A website should look attractive, and draw the user in with its visual quality. After all, the internet is largely a visual medium.

I like to design sites that are light and bright, with enough ‘white-space’ to allow easy reading of the textual content. Sites with content in a central column generally look much better than those that hug the left margin, or that extend the whole width of the browser window.

Graphics should complement the text, not distract from it. Colours should be chosen with care, and used to create the underlying ‘mood’ of the site. There should be unity and balance between various page elements, so that the page feels in harmony, not in discord.

The design should allow text-size to be increased without breaking the design of the page.

But a website that looks great is only half the story. It also needs to function well. A good looking website that functions poorly is like putting a lawn mower engine in a ferrari.

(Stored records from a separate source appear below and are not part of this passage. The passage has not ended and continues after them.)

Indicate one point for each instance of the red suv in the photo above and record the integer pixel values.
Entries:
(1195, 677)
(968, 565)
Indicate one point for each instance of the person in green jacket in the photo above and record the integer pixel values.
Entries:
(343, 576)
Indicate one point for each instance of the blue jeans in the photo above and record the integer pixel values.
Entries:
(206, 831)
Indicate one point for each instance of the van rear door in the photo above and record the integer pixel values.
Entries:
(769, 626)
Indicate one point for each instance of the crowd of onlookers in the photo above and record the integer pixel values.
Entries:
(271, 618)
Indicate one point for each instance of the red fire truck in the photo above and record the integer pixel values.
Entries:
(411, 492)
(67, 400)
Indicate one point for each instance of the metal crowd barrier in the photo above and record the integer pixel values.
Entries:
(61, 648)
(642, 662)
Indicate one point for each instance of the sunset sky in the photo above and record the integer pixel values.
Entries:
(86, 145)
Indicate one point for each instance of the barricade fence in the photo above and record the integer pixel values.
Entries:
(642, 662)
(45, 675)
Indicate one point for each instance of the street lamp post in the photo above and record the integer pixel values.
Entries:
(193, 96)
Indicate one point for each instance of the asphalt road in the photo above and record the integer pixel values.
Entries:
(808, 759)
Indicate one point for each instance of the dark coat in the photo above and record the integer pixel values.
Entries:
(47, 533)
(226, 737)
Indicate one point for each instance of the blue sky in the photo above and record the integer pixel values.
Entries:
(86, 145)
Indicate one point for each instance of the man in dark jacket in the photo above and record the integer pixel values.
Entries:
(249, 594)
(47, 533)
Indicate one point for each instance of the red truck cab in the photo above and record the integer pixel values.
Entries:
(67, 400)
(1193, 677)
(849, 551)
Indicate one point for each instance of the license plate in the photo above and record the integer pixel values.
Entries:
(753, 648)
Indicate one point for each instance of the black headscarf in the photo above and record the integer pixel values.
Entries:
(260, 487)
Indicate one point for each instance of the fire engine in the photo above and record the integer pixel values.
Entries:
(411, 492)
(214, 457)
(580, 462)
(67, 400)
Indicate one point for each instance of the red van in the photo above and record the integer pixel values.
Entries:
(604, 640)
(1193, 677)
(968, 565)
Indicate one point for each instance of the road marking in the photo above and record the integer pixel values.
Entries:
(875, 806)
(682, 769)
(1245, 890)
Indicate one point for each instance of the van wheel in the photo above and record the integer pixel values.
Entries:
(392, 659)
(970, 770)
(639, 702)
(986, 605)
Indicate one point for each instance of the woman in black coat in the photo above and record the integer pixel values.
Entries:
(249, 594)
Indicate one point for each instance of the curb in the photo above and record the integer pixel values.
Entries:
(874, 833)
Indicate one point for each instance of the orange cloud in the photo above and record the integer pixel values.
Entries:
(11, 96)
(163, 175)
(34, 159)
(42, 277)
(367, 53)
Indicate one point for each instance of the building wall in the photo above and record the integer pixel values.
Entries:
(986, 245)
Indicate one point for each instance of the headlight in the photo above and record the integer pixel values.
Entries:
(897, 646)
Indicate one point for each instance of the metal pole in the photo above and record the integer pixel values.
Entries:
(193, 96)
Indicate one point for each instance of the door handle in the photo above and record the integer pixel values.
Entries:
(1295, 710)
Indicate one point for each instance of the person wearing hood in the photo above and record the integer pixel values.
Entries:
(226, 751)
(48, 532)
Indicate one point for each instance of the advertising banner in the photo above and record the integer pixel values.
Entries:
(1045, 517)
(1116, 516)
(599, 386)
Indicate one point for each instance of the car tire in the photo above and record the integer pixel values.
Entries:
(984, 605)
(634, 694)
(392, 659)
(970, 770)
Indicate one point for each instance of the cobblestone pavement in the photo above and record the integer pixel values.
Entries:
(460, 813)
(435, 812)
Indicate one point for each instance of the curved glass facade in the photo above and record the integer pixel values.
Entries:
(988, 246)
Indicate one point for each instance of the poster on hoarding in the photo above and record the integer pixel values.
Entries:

Separation of Content and Presentation

Badly designed websites use HTML tags to determine colour, font and other apects of the design. These HTML tags are often used for each new paragraph, and significantly increase the size of the HTML file - and therefore make the page take a longer time to open in a web browser. The big problem comes when changes need to be made. Font tags have to be changed on every paragraph of every page of the entire website, which can take hours, or days of work on a large site.

Using Cascading Style Sheets [CSS] removes all this presentational mark-up from the HTML file. The colour, fonts & other stylistic aspects of the site, as well as all positioning and layout, are handled by an external CSS file. The HTML stays clean, and changes to presentation are much simpler. A simple change to the CSS file will change the presentation of every paragraph on every page of the entire website.

The aim is to completely separate the textual content of the website from the rules that determine how that content should be presented.

Tables vs CSS

Many websites still use the HTML <table> tag to position design elements on the screen, and the HTML file gets filled with tables ‘nested’ within tables - it can become a real mess. It gets even worse if something has to be changed in the layout, because changing one table may affect other tables when they are deeply nested. A change to the site layout will often make it necessary to change tables on every page of the website, which can involve many hours work.

On the other hand, using Cascading Style Sheets allows all positioning and layout to be handled by the external CSS file. Using CSS to its to full potential allows the web designer to control the display of the web page more precisely than tables - and once again, simple changes to the CSS will instantly update every page on the site.